My target audience is not normal people though, and I don't mean this in the "edgy" sense. The fact that we are having this discussion is very abnormal to begin with, and I think it's great that there are some deviants from the norm who care about the longevity of such projects.
I can imagine many students and researchers hosting a mirror of LibGen for their fellows for example.
Z-Library has been innovating a great deal in that regard. Sadly they are not as open/sharing as LibGen mirrors in giving back to the community (in terms of database dumps, torrents, and source code).
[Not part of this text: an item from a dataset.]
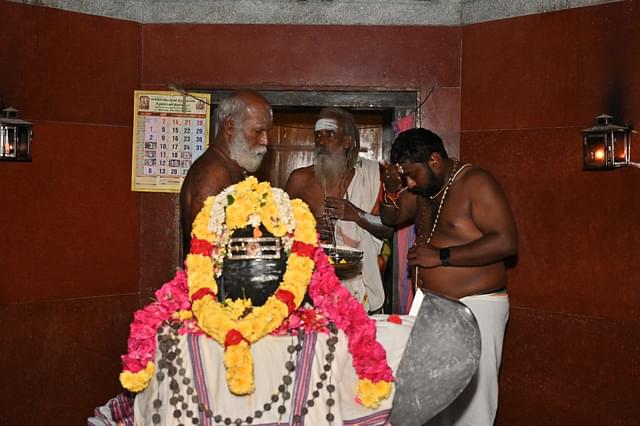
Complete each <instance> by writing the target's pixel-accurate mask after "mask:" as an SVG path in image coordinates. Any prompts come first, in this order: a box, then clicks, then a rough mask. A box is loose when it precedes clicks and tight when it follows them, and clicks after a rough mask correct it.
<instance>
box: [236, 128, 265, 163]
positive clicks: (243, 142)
mask: <svg viewBox="0 0 640 426" xmlns="http://www.w3.org/2000/svg"><path fill="white" fill-rule="evenodd" d="M266 153H267V147H266V146H264V145H258V146H255V147H253V148H252V147H251V146H249V143H248V142H247V140H246V139H245V138H244V135H242V134H241V133H240V132H236V133H235V134H234V135H233V138H232V139H231V143H230V144H229V157H231V159H232V160H233V161H235V162H236V163H237V164H238V165H239V166H240V167H242V168H243V169H245V170H246V171H248V172H255V171H256V170H258V169H259V168H260V164H262V159H263V158H264V156H265V154H266Z"/></svg>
I think Sci-Hub is the opposite since 1 DOI = 1 PDF in its canonical form (straight from the publisher) so neither duplication nor low-quality is the case.
I don't think you've deserved the downvotes, and I don't think it's a bad idea either; indeed some coordination as to how to seed the collection is really needed.
For instance phillm.net maintains a dynamically updated list of LibGen and Sci-Hub torrents with less than 3 seeders so that people can pick some at random and start seeding: https://phillm.net/libgen-seeds-needed.php
> While I'd love to mirror whole archive locally, it would really be superfluous because I can only read a couple of quality books at a time anyway, [...]
I'd love to agree but as a matter of fact LibGen and Sci-Hub are (forced to be) "pirates" and they are more vulnerable to takedowns than other websites. So while I feel no need to maintain a local copy of Wikipedia, since I'm relatively certain that it'll be alive in the next decade, I cannot say the same about those two with the same certainty (not that I think there are any imminent threats to either, just reasoning a priori).
To be clear, I am not advocating for the removal of any files larger than 30 MiB (or any other arbitrary hard limits). It'd be great of course to flag large files for further review, but the current software doesn't do a great job at crowdsourcing these kinds of tasks (another one being deduplication) sadly.
Given the very little amount of volunteer-power, I'm suggesting that a "lean edition" of LibGen can still be immensely useful to many people.
If you are referring to my duplication comments, sure (but even then I believe there are duplicates of the exact same edition of the same book). Though the filtering by filesize is orthogonal to editions etc. so has nothing to do with that.
I can imagine many students and researchers hosting a mirror of LibGen for their fellows for example.